Study Rationale:
Experts from various biomedical fields are trying to identify treatment options for Parkinson's disease, but approaches that target a single gene or mechanism have thus far been unsuccessful. Moreover, scientific data and literature are published at a dizzying pace that has outgrown human capabilities to keep up and synthesize all the information. Finding and combining important bits of information and coming to breakthrough conclusions fast is one of the biggest challenges in science right now. We want to overcome this challenge with the help of artificial intelligence.
Hypothesis:
Our intelligent software can read and comprehend millions of scientific documents from hundreds of key knowledge domains -- such as publications, patents, or medical trail reports -- to augment hypothesis generation and scientific decision-making.
Study Design:
In cooperation with The Michael J Fox Foundation, we develop smart user interfaces to evaluate the state of the art of Parkinson's research. By analyzing the wealth of knowledge in decades of research data, we will identify emerging key domains, technologies and druggable disease targets that were unknown or underappreciated in the past. We use state-of-the-art natural language processing that allows us to read and comprehend scientific text automatically and analyze millions of documents at the click of a button. This condensed knowledge will be made available to MJFF researchers to inform their decision-making for funding and discovery.

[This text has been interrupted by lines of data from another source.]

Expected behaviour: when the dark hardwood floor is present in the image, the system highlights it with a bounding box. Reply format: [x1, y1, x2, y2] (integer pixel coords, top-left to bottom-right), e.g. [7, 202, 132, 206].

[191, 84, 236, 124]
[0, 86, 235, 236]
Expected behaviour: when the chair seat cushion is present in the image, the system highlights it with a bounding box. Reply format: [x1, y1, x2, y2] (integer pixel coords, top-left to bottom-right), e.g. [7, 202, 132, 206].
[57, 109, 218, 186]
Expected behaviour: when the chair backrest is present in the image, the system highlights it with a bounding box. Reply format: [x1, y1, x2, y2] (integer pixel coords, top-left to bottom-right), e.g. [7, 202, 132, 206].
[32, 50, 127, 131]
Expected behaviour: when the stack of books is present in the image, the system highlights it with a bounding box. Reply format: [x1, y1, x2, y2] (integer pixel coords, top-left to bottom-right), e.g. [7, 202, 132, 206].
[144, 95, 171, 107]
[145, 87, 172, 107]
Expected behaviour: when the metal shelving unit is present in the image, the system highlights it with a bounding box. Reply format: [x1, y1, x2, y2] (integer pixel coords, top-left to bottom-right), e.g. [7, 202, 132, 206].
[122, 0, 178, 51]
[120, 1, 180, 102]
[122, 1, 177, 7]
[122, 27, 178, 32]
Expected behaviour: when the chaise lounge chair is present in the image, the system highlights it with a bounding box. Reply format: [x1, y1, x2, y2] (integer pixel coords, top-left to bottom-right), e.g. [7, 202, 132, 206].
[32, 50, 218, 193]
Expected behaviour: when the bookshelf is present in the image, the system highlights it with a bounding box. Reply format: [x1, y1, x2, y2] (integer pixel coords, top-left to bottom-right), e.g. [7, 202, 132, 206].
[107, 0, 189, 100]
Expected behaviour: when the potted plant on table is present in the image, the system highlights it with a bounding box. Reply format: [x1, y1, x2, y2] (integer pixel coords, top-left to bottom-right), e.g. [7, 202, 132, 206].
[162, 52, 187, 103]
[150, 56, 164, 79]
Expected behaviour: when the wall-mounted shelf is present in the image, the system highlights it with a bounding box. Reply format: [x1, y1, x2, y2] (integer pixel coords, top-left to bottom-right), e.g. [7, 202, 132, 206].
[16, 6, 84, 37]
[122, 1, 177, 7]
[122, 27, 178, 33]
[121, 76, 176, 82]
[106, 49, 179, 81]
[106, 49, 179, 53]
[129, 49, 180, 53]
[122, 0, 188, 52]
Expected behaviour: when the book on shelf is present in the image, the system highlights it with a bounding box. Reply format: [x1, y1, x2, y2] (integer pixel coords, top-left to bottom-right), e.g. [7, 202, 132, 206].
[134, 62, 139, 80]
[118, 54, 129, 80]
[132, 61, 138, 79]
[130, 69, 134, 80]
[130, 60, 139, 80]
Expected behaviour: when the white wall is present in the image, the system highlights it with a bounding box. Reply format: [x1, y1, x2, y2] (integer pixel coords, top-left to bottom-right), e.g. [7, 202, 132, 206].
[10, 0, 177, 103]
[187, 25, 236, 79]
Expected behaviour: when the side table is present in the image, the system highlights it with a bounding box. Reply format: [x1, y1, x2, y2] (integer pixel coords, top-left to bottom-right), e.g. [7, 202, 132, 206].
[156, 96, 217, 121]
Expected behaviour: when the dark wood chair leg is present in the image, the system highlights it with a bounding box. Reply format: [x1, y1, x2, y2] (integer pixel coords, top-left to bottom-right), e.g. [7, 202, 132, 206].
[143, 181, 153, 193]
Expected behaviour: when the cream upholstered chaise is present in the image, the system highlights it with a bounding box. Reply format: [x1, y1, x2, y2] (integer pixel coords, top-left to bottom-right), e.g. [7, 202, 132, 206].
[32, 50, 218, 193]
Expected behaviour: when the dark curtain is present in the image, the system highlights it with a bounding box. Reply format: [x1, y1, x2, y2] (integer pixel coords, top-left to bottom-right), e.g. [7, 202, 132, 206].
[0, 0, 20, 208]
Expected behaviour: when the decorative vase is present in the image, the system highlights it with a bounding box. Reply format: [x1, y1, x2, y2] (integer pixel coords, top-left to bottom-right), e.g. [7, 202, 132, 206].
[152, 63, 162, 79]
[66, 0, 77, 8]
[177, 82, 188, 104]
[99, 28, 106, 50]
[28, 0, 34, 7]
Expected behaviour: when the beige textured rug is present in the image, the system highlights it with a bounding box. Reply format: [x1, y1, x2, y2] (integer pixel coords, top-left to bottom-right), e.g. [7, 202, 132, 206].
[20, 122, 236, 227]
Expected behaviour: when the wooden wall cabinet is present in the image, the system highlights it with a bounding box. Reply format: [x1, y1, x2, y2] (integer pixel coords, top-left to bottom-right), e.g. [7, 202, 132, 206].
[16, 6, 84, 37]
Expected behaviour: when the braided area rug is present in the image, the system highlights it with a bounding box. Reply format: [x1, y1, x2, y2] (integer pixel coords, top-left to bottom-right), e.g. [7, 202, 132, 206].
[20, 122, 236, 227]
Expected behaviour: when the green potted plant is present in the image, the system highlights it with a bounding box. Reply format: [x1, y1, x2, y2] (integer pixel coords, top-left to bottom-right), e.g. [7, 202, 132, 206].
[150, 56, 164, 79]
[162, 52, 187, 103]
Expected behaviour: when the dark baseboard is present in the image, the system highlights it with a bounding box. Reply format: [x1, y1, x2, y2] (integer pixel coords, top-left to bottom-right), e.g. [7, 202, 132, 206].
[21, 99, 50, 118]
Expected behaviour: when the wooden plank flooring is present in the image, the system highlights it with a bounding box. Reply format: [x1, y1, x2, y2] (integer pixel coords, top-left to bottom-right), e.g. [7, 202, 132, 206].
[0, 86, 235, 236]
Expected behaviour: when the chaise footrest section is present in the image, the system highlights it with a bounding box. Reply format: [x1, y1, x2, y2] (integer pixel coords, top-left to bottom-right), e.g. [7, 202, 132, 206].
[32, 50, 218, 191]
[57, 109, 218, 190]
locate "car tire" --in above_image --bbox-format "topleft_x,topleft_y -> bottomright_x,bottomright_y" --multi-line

Impact on Diagnosis/Treatment of Parkinson's Disease:
The potential of our novel approach lies in the new connections we will find between different scientific domains, experimental models and research approaches. By analyzing all of the research done so far, our artificial intelligence will help scientists identify future directions much faster.
Next Steps for Development:
Once we identify promising new drug targets, molecules or experimental systems, we will help MJFF support research with the highest potential and thus accelerate the discovery rate of breakthrough therapies.